Baltic Exchange's board recommends that shareholders accept SGX's offer (Amended)
THE Baltic Exchange's board has unanimously recommended that its shareholders vote in favour of Singapore Exchange's (SGX) proposed acquisition.
In an announcement on Monday evening, SGX said that it has entered into an implementation agreement with the Baltic Exchange that sets out the terms by which the latter will be acquired by an indirect wholly-owned subsidiary of SGX.
So far, SGX has received irrevocable undertakings from Baltic shareholders representing 74 per cent of total votes in favour of the acquisition.
It needs at least 75 per cent for the acquisition to go through, on top of approval from the Financial Conduct Authority in the UK and sanction of the scheme by the UK court.

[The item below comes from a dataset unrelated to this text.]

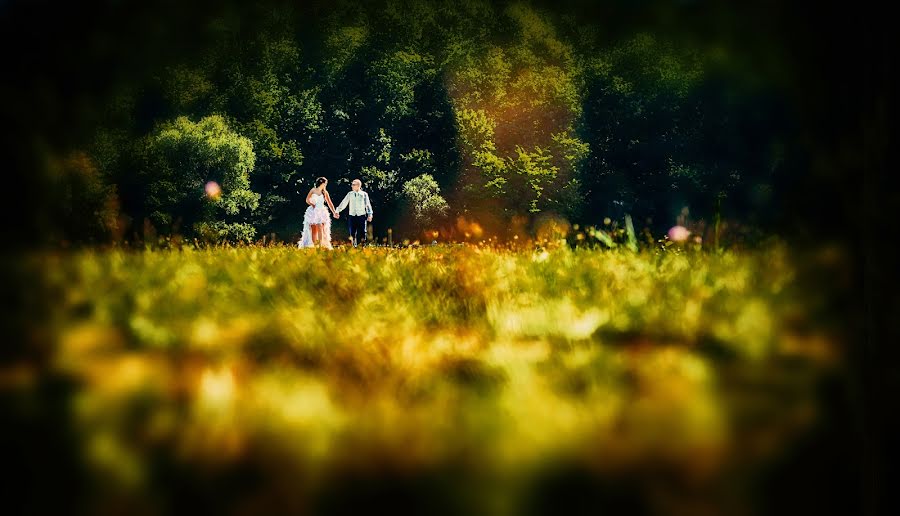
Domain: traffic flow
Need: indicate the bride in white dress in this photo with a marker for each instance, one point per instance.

As earlier announced, SGX said Baltic shareholders will receive £160.41 per share in cash. They will also receive £19.30 per share in cash as a special dividend. Together, these value the Baltic Exchange's entire issued share capital at about £87 million (S$154 million).
SGX first entered into exclusive negotiations with the Baltic on May 25, beating other suitors for the maritime data provider which reportedly included the London Metal Exchange, CME Group, ICE, China Merchants Group and Platts.
Amendment note: An earlier version of the article stated that Baltic Exchange shareholders will receive £18.80 per share as a special dividend. The figure has been revised upwards to £19.30 per share in the latest announcement. The article has been amended to reflect this.